Last week, I interviewed OCLC’s Bruce Washburn about an OCLC Research project called oclcBot—a program which takes book records in the Internet Archive’s Open Library and matches their ISBN numbers with their corresponding OCLC numbers. I recently found out how another massive book site makes use of OCLC records—though in a more low-tech way.
Project Gutenberg is home to some 33,000 public-domain ebooks, and has become a go-to destination for new e-reader owners looking for free reading materials. Librarians have often directed Kindle owners to Project Gutenberg to soften the blow of having no OverDrive ebooks available for the popular device (although Kindle OverDrive ebooks will finally become available later this year). The Colorado Library Consortium (CLiC), in collaboration with other Colorado libraries, created a set of MARC records last December for popular Project Gutenberg content (with direct links to the downloadable ebooks and audiobooks) that libraries could easily put into their own catalogs.
But some librarians may not be aware of the human factor behind all that digitized text. Project Gutenberg texts are often scanned by volunteers and run through optical character recognition (OCR) software. Human proofreaders are an integral part of the process, making countless small corrections to a text before it is posted.

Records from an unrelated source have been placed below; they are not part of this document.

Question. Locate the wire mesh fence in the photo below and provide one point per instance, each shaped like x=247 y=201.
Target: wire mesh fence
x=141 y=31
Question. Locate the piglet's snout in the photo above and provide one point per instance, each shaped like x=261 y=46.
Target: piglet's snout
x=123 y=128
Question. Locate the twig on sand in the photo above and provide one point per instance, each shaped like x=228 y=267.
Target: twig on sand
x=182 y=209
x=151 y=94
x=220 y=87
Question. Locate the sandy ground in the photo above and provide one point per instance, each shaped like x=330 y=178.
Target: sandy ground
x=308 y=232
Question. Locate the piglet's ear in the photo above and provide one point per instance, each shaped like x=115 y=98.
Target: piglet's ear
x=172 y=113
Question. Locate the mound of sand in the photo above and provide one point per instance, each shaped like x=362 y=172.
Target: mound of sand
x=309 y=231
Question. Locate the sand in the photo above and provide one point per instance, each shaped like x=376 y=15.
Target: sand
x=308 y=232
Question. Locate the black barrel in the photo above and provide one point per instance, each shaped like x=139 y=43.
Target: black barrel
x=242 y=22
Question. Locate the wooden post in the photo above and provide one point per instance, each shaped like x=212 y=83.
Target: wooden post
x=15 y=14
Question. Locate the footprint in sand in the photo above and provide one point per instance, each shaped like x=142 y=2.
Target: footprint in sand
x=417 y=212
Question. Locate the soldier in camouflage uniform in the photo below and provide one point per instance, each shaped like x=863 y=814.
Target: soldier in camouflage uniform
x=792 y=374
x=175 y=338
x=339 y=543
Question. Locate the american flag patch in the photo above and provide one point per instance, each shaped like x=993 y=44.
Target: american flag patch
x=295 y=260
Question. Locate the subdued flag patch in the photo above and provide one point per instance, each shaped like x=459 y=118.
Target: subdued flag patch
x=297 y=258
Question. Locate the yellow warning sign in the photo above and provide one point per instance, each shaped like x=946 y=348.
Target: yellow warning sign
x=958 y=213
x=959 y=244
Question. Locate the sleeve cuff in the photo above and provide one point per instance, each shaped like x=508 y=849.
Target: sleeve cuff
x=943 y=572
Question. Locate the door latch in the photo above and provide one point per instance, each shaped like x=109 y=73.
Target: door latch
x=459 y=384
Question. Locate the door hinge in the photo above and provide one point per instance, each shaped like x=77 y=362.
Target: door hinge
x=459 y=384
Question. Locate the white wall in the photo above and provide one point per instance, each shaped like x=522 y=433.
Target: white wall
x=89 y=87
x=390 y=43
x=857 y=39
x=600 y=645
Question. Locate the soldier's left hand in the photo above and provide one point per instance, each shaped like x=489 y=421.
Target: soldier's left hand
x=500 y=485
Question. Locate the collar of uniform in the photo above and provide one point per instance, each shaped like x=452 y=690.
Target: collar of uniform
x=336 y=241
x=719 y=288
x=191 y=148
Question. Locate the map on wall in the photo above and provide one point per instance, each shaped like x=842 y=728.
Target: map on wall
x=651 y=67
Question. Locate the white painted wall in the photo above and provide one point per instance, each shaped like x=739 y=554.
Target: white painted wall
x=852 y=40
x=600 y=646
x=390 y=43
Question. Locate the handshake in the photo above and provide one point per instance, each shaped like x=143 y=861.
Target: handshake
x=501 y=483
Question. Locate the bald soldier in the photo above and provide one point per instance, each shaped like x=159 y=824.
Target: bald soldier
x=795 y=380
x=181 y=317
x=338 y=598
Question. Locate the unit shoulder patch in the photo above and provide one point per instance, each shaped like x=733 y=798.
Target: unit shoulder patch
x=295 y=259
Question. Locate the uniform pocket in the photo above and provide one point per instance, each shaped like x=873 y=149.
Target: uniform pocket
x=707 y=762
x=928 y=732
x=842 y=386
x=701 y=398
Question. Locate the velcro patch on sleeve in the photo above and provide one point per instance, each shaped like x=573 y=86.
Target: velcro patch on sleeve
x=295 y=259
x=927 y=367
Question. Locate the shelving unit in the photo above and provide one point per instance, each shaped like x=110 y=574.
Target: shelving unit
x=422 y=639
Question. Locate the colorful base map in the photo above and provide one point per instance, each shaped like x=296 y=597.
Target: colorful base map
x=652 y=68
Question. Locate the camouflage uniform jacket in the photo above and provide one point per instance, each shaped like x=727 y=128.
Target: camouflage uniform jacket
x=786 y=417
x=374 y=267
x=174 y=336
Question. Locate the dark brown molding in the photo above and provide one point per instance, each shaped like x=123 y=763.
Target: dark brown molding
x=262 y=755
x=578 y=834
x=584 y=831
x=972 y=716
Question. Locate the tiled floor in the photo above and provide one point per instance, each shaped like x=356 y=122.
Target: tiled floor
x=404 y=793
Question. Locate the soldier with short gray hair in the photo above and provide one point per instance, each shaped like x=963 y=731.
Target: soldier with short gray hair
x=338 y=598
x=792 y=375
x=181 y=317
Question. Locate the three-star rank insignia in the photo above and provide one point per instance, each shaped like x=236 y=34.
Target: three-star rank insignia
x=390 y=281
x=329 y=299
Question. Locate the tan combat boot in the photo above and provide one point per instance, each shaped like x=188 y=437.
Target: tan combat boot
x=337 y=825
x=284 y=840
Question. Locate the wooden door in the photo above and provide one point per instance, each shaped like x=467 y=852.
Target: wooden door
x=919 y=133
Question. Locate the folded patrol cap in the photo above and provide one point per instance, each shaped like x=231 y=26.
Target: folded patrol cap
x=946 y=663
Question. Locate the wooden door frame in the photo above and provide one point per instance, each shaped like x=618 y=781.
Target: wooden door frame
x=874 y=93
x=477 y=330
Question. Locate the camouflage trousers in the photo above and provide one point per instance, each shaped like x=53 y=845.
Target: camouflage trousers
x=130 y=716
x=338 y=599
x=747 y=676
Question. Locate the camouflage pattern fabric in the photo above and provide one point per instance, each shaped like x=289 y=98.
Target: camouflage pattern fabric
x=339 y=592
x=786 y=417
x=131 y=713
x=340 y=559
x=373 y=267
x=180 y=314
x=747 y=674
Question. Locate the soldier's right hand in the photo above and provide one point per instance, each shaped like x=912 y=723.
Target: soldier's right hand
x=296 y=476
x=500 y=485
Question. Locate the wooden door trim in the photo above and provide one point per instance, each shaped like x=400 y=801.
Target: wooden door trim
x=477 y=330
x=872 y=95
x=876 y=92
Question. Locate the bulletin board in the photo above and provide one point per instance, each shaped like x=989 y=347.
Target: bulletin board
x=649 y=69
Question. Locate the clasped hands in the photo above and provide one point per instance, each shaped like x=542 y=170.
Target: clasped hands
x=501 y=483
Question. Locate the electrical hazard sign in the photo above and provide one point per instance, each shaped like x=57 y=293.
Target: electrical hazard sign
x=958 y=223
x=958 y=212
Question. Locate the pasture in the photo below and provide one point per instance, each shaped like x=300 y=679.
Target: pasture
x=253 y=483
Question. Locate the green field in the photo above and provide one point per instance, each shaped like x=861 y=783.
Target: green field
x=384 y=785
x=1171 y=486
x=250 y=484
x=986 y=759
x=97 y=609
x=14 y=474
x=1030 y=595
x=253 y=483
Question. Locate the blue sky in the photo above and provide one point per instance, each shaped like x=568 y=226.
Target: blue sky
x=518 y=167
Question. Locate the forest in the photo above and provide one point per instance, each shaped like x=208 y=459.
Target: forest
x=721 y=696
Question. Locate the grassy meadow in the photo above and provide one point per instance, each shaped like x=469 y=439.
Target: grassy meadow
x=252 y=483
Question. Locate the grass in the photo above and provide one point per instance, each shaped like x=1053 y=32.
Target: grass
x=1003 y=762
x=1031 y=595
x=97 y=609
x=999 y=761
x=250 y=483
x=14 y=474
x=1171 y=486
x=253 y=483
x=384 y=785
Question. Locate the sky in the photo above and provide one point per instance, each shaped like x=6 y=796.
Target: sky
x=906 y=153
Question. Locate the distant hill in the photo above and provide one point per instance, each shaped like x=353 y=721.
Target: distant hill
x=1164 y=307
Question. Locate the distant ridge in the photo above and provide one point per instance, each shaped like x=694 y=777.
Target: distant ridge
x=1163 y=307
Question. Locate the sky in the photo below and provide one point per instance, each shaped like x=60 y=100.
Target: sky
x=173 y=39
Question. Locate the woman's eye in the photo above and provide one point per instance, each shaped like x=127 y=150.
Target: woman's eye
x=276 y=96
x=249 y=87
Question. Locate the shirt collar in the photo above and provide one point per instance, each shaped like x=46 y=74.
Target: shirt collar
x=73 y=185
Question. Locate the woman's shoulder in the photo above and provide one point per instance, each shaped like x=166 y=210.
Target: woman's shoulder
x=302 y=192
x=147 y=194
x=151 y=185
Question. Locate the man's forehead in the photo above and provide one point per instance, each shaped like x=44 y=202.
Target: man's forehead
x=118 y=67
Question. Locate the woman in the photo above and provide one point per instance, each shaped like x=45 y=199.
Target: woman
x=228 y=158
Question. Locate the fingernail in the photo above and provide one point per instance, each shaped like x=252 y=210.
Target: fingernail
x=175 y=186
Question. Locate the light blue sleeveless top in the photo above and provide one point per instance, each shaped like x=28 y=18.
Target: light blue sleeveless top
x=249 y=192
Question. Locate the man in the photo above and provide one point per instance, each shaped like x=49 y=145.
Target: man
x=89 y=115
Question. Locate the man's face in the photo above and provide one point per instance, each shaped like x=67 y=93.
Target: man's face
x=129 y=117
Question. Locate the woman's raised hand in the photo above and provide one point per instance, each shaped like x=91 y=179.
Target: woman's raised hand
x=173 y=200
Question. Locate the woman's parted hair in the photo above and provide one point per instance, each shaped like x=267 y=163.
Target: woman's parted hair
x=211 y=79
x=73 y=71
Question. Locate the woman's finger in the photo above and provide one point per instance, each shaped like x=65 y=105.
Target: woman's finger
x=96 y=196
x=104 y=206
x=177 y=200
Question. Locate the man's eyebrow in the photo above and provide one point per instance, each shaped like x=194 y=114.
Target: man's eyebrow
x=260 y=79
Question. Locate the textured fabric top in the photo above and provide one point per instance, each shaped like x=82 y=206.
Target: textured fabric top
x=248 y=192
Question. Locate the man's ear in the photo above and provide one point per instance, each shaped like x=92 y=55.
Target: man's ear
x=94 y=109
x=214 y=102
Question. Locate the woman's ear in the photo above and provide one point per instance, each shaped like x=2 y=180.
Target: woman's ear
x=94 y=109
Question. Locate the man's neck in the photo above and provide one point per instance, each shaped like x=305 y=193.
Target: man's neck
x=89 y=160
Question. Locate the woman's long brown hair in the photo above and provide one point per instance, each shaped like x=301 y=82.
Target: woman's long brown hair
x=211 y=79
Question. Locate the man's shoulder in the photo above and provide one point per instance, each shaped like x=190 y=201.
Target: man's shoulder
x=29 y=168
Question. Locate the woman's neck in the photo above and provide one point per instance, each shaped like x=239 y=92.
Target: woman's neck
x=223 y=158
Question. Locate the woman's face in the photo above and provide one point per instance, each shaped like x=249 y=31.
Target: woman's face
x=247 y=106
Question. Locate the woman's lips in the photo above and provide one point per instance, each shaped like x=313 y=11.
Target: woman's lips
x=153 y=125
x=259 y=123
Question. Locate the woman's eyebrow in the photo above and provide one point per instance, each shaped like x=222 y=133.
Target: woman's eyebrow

On occasion, just one missing page or ink-smudged passage can become a stumbling block to making a public-domain work available at all. Such problems are crowdsourced on the Distributed Proofreaders wiki, and a look at the “Missing Pages” wiki page provides a fascinating look at the huge amount of work that goes into Project Gutenberg’s corpus, as proofreaders offer up their requests to the community.
So how do these volunteers use OCLC records? The same way everyone else does: to find specific copies of books. The wiki provides WorldCat links to many “Missing Pages” books to help locate new copies to scan. There may even be a few at your library.